A presença de um elenco variado facilita a alternância de focos narrativos. Tanto os dramas adolescentes quanto as brincadeiras dos mais novos ganham espaço, mantendo o ritmo acelerado que caracteriza a produção.
Pais no comando, filhos em disputa por atenção
Enquanto Tom tenta impor regras, os filhos obedecem apenas até a próxima oportunidade de burlar o sistema. A disputa silenciosa por visibilidade dentro de um lar superlotado cria situações que vão de sabotagens no almoço a armadilhas dignas de filme de espião.
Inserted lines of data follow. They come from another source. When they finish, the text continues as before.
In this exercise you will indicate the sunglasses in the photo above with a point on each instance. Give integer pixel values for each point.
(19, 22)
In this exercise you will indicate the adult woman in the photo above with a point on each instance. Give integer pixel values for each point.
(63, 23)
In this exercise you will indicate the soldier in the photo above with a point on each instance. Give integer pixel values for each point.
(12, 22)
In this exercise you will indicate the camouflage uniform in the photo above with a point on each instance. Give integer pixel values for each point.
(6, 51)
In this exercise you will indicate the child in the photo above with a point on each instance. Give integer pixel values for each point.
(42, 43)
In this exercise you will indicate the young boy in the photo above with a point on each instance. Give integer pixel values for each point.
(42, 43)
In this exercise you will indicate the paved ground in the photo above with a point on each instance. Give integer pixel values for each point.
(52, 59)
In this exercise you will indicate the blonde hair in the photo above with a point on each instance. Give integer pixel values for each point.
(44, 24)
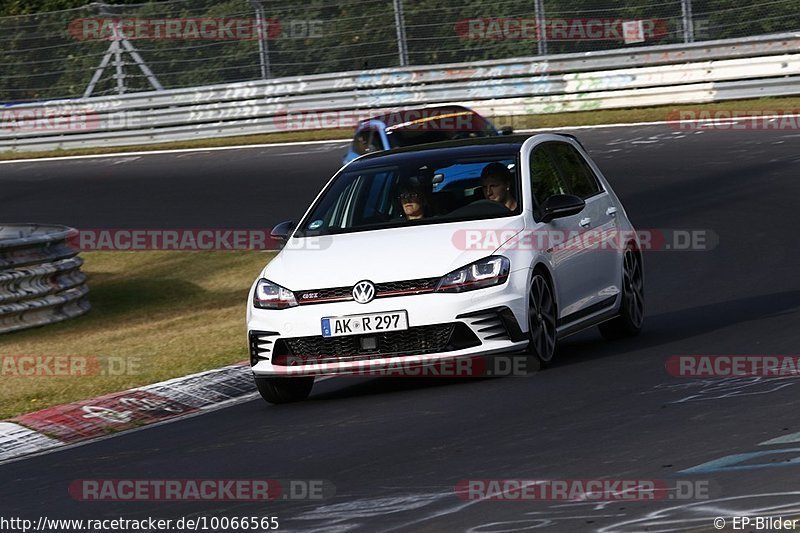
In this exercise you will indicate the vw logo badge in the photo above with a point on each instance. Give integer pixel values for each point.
(364, 292)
Esse embate constante serve como motor cômico e destaca o tema central: administrar uma família numerosa é, muitas vezes, uma missão impossível.
Imagem: Imagem: Divulgação
Direção e tom da comédia
Shawn Levy conduz o filme apostando em cenas que beiram o absurdo, sem abandonar completamente a sensibilidade que sustenta a trama. A estratégia é clara: equilibrar gargalhadas provocadas por quedas, tropeços e sujeira com momentos breves de ternura.
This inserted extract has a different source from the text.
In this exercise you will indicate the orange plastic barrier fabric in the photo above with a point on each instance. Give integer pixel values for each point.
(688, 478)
Em meio ao caos, o roteiro relembra que adultos e crianças lidam com frustrações semelhantes, porém em escalas diferentes. A montagem ágil, aliada às reações espontâneas dos atores mais jovens, reforça a sensação de que tudo pode quebrar a qualquer momento – e, de fato, costuma quebrar.
Exagero calculado marca a assinatura de Shawn Levy
Conhecido por priorizar energia e ritmo, Levy permite que a escalada de acidentes domésticos permaneça verossímil o suficiente para não perder o público. A aposta no pastelão é compensada por diálogos que resgatam o afeto subjacente entre os personagens.
Assim, Doze é Demais evita a competição com adaptações mais antigas da mesma história e abraça por completo o humor físico de Steve Martin, um dos trunfos comerciais da obra.
Disponibilidade na Netflix e recepção
Lançado originalmente em dezembro de 2003, o longa alcançou bilheteria expressiva e consolidou-se como opção de diversão familiar. A nota 8/10 atribuída em avaliações recentes reflete a longevidade da premissa e o carisma do elenco.
Agora disponível no streaming, Doze é Demais oferece pouco mais de 1h30 de confusões para quem procura uma pausa descontraída. A chegada ao catálogo reacende a discussão sobre histórias que celebram lares numerosos, um tema que permanece próximo do público brasileiro acostumado a novelas e doramas focados em relações afetivas complexas.
Sem pretender apresentar grandes lições, o filme entrega o que promete: gargalhadas rápidas, situações improváveis e a lembrança de que a bagunça compartilhada também pode ser divertida. Para espectadores que buscam leveza, a nova inclusão na plataforma surge como escolha certeira.